DPMD Poles Kemampuan Pengelolaan Keuangan 43 BUMDes
MERANTI - Dinas Pemberdayaan Masyarakat Desa (DPMD) Kabupaten Kepulauan Meranti, menggelar bimbingan teknis terhadap Badan Usaha Milik Desa (BUMDes) yang tersebar di berbagai kecamatan.
Helat bimbingan teknis tersebut rampung dilaksanakan Selasa (26/02/2019), di Hall AK Hotel, Selatpanjang, Kepulauan Meranti. Berlangsung selama tiga hari, perwakilan 43 BUMDes dipoles dalam menyusun laporan keuangan yang baik dan benar.
"Tiga hari berturut turut dilaksanakan. Ini hari terakhir Bimtek yang dilaksanakan kepada 96 orang perwakilan 43 BUMDes yang tersebar di Kepulauan Meranti," ungkap Kepala Bidang Pengembangan Usaha Ekonomi Desa (PUED) Dinas PMD Kepulauan Meranti, Sabarudin, S.Sos
Diungkapkannya, dari 96 desa yang tersebar di Kabupaten Kepulauan Meranti, baru 43 desa yang sudah memiliki BUMDes. Namun dari total tersebut, hanya beberapa persen saja yang dinilai mampu mengelola keuangannya dengan baik dan benar.

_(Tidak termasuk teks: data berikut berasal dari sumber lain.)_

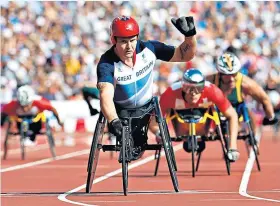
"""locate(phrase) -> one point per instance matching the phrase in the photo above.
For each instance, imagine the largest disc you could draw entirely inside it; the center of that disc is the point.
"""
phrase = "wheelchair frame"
(125, 147)
(24, 128)
(192, 120)
(249, 139)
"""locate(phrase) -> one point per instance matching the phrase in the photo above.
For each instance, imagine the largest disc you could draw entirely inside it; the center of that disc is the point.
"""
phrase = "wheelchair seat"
(191, 115)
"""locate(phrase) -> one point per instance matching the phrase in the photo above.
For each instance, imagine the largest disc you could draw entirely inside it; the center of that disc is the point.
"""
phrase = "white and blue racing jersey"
(133, 86)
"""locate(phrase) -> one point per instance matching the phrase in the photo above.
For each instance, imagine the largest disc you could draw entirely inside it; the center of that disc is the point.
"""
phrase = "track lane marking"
(246, 177)
(62, 197)
(44, 161)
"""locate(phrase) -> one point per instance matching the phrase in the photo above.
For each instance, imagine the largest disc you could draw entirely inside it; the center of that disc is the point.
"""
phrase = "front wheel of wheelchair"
(50, 140)
(169, 158)
(254, 145)
(23, 131)
(170, 145)
(193, 144)
(94, 153)
(6, 141)
(125, 154)
(224, 139)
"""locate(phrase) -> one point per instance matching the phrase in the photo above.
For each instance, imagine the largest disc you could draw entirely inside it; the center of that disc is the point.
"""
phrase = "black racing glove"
(185, 25)
(267, 121)
(115, 127)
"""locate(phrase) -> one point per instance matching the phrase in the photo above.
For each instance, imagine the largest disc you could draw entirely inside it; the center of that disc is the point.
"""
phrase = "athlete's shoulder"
(108, 58)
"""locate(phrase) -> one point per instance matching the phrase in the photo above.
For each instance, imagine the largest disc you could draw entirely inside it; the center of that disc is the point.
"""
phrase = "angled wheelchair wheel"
(94, 151)
(198, 161)
(23, 130)
(224, 143)
(193, 142)
(168, 155)
(6, 141)
(125, 150)
(157, 158)
(50, 140)
(254, 145)
(170, 145)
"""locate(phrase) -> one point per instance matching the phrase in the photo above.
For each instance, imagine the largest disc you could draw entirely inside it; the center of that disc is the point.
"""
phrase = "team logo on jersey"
(205, 103)
(144, 58)
(229, 61)
(124, 18)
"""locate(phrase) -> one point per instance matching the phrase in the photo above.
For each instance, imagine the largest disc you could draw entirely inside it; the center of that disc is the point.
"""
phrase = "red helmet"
(123, 26)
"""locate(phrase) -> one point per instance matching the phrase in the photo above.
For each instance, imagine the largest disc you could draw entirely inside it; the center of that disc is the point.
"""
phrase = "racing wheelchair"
(192, 117)
(24, 131)
(249, 137)
(125, 146)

"Tidak kurang 10 BUMDes saja yang dinilai berhasil. Hal itu terbentur oleh minimnya pemahaman SDM BUMDes untuk mengelola managemen keuangan yang baik dan benar, sesuai dengan aturan yang berlaku," ungkapnya.
Atas digelarnya helat tersebut diharapkan bisa memberikan pemahaman terhadap pengelola BUMDes agar paham dengan aturan. Seperti yang tertuang dalam Permendagri Nomor 20 tahun 2018 tentang pemgelolaan keuangan desa.
"Dan turunannya diikuti oleh peraturan bupati. Namun di sana tidak diatur secara spesifik, makanya kita berikan bekal pemahaman agar mereka paham menyusun laporan keuangan sesuai dengan aturan yang berlaku," ungkapnya.
Bupati Kepulauan Meranti Drs. H. Irwan M.Si, memberikan apresiasi terhadap digelarnya Bimtek tersebut. Menurutnya dalam menyusun dan mengelolaa keuangan BUMDes mesti dilakukan oleh SDM yang paham tentang itu.
Dalam rangka mempersiapkan SDM yang bagus, menurutnya perlu dilaksanakan bimbingan teknis terhadap hal tersebut.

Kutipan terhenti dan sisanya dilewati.